Speaker Bio
Mark is a PhD student at the university of Exeter with a background in comparative anthropology and theology (Oxon). He presented research at ICPR, Harvard, Tallinn, Breaking Convention, Beyond Psychedelics, and the American Academy of Religion, and was selected as an emerging scholar for Harvard’s Program for the Evolution of Spirituality for his ethnography of Crossbones Graveyard.
Son of a priest and a witch, Mark is interested in chemical mysticism and the integration of psychedelics through cultures, having has worked in chaplaincies based in university, school, prison, and hospice. Poems and comparative theology are published with the Psychedelic Press.
ICPR 2024 Abstract
Dr Hoffmann, the Determination Police, and Angela Carter’s Critique of the Counterculture
To critique a critique takes panache, and Angela Carter had plenty. This paper unpacks Carter’s critique of psychedelic counterculture.
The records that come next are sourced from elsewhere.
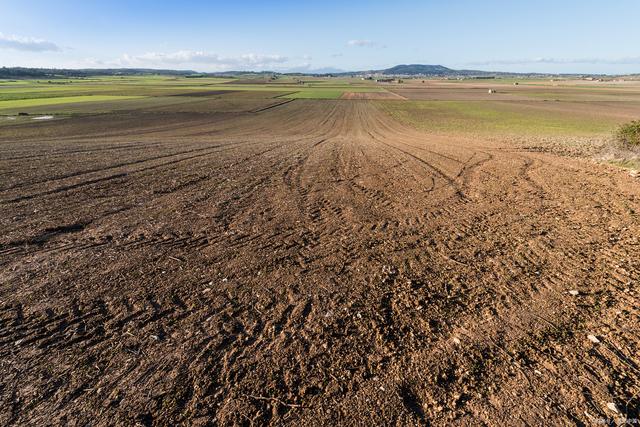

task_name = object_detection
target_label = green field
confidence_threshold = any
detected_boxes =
[378,101,620,135]
[0,95,143,111]
[0,76,385,109]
Her 1972 novel, 'The Infernal Desire Machines of Dr Hoffmann' imagines a South American town besieged by a maddening scientist whose machines manifest people’s deepest wants as multi-sensory hallucinations. It follows the mission of a mestizo double-agent from the Ministry of Determination, Desiderio, tasked with finding the mysterious Doctor Hoffman. The “Determination Police” is a pun exposing both their role as ‘determiners’ of the real and unreal and their single-minded ‘determination’ to get the job done. Unlike the Blue Meanies of Yellow Submarine, however, Carter’s (anti-)heroes illustrate the interactive and complicated relationship between want and need, power and greed, ire and desire.
Desiderio’s elongated and fantastical encounters on his quest to find the origin of hallucination – with native people, centaurs, and a peep-show – invigorate both convincing characterisations and a narrative essay on the relationships between machine, media and perception, authority and liberty, ‘freedom to’ and ‘freedom from’, reality and imaginary. Literary analysis so far has focussed on Proust’s ‘Albertine’ and the morality tales of Struwwelpeter. Secondary literature neglects to situate this book in the political wranglings of the 60s and 70: psychedelics also are reality-machines. An Easter Egg so far has been missed: what if Albert Hoffmann’s LSD was the nano-technological and imaginal desire machine depicted? This paper is the first to connect the Hoffman of Carter with the Hoffmann of LSD, puncturing the implosive hope such a reading entails.